This repository contains
- code to download some of the datasets used in our work. Some datasets like the fastMRI or CMRxRecon dataset need to requested from the source.
- code to convert the datasets into a consistent format used in our work.
- code for training and evaluating models.
- exact information on the training and evaluation data, as well as training and model configurations. For example,
create_eval_sets.ipynb
illustrates our evaluation set and the folderdatasets/train
contains slice-level information about our unfiltered and filtered datasets. - the raw experimental results data, which can be found in the foler
exp_data
.
- Run
bash setup.sh
to install all necessary packages. - Create an output directory
/path/to/output/directory
for saving created resources, such as datasets, model checkpoints, etc.

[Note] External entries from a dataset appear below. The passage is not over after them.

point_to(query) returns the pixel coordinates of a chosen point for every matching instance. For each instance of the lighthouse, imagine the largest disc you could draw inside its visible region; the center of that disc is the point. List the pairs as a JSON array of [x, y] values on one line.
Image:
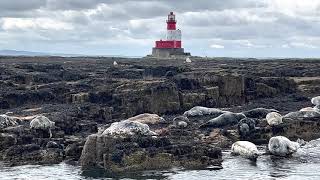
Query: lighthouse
[[172, 45]]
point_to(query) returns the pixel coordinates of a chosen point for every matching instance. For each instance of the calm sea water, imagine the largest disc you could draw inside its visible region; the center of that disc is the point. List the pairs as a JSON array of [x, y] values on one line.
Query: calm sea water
[[305, 165]]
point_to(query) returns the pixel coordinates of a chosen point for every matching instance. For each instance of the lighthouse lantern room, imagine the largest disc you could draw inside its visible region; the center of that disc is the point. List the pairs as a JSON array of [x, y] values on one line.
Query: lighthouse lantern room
[[172, 45], [173, 35]]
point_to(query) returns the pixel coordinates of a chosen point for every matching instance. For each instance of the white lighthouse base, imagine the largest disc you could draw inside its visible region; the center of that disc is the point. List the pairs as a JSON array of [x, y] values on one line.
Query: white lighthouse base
[[168, 52]]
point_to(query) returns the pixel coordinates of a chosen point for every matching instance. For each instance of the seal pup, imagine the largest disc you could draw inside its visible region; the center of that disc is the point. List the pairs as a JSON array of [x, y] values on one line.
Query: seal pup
[[147, 118], [246, 126], [282, 146], [180, 121], [274, 118], [188, 60], [226, 119], [245, 149], [42, 123], [258, 112]]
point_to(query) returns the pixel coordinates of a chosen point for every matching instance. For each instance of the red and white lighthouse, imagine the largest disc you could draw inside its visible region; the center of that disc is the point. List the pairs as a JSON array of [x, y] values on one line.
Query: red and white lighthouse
[[172, 45], [173, 35]]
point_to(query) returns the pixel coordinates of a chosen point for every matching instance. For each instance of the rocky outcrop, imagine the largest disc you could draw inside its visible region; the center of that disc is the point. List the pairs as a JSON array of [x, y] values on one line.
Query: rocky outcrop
[[117, 154]]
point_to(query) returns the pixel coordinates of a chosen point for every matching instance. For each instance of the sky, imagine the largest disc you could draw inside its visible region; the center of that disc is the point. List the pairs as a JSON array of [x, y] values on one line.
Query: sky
[[216, 28]]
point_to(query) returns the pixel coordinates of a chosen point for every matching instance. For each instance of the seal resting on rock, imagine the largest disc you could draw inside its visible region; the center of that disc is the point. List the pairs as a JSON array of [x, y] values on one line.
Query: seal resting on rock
[[201, 111], [309, 109], [274, 118], [302, 114], [7, 121], [226, 119], [245, 149], [180, 121], [282, 146], [147, 118], [246, 126], [258, 112], [316, 101], [42, 123], [128, 128]]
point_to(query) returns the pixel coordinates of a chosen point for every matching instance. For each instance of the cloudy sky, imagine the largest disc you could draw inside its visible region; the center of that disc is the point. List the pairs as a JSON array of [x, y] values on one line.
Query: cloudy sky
[[236, 28]]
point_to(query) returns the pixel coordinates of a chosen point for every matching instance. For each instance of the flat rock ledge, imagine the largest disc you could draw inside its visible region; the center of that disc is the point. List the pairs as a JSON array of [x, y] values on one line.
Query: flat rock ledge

The available disk space must be at least 130GB for running the demo. - Adjust the absolute paths in
configs/paths/output_dirs.yml
. In that file, substitue/path/to/output/directory
with the path you created in 2., and substitue/path/to/this/repository
with the absolute path to this repository. - Run
bash run_demo.sh </path/to/output/directory>
for a demo. This will do the following:- Downloads two datasets which will be saved in
/path/to/output/directory
created in point 2. - Converts the two datasets and saves them as HDF5 files. One dataset will serve as training set and the other as test set.
- MVUE reconstructions will be computed and added to those HDF5 files.
- Apply retrieval filtering on the training set based on the test set.
- Train one model on the unfiltered training set for two epochs and one model on the retrieval filtered dataset for two epochs.
- Store the checkpoints, scores, and other outputs in the paths provided in
configs/paths/output_dirs.yml
.
- Downloads two datasets which will be saved in
You can use main_train_eval.py
to run any of the train_eval setups. For example, if you have downloaded and converted all datasets used in our work, to reproduce our results for a VarNet trained for 4-fold accerated MRI on the unfiltered datasets of 120k slices with 1% in-distribution data, run:
python main_train_eval.py -p debug/configs/paths/output_dirs.yml -s End2EndSetup/varnet-large_c8.yml -t data_pool_random_volume_subset_120k_epochs=20.yml -e eval_2d_curated_v2.yml -T -E -v
You can also skip the -T
or -E
option to not rerun training/evaluation again.
Working directory
├───configs # human-readable configuration files
│ ├─── paths # base paths (yaml)
│ ├─── training # epoch-wise training dataset configs
│ ├─── evals # list of datasets for evaluation
│ └─── train/eval setups # setup-specific configurations, contains predefined model configurations.
├───datasets # human-readable dataset files
│ ├─── train # slice-level information on the training datasets (storage location etc)
│ └─── evals # slice-level information on the evaluation datasets (storage location etc)
├───exp_data # lightweight outputs (model and eval summary files)
├───setup # some installation code (e.g. bart, python dependencies)
├───src # data conversion, training and evaluation code
│ ├─── data # data convesion code
│ ├─── interfaces #
│ │ ├─── base_train_eval_setup.py # defines common behavior of each setup in an abstract class
│ │ ├─── config_models.py # formalizes the data setups for train/eval
│ │ ├─── config_factory.py # code for validating json files against the defined models
│ │ └─── path_setups.py # defining where to store output data and summary files.
│ └─── train_eval_setups # contains the various train/eval setups
│ ├─── train_eval_setups.py #
│ ├─── common_utils # processing results etc.
│ ├─── end_to_end
│ ├─── diff_model_recon
│ └─── (other setups..)
├───main_train_eval.py # for running the train_eval setups
├───download_datasets.py # for downloading datasets that do not need manual access request
├───convert_datasets.py # for downloading datasets that do not need manual access request
├───create_dataset_json.py # creates slice-information on training and evaluation datasets, e.g. which slices within a volume to access for training
├───add_mvue_smaps_to_h5.py # computes and stores MVUE reconstructions and sensitivty maps
├───compute_embeddings.py # computes dreamsim embeddings which are used for retrieval filtering
├───retrieval_filter.py # applies retreival filtering on a dataset given a reference set
Note: The folder datasets
contains dataset files saved as .json
does not contain the actual the k-space data. These files are mainly used to specfiy which k-space data to use for training and evaluation. Each file specfies the paths to k-space volumes (stored as .h5
files following the fastMRI convention) and indicates which slices within a volume are used.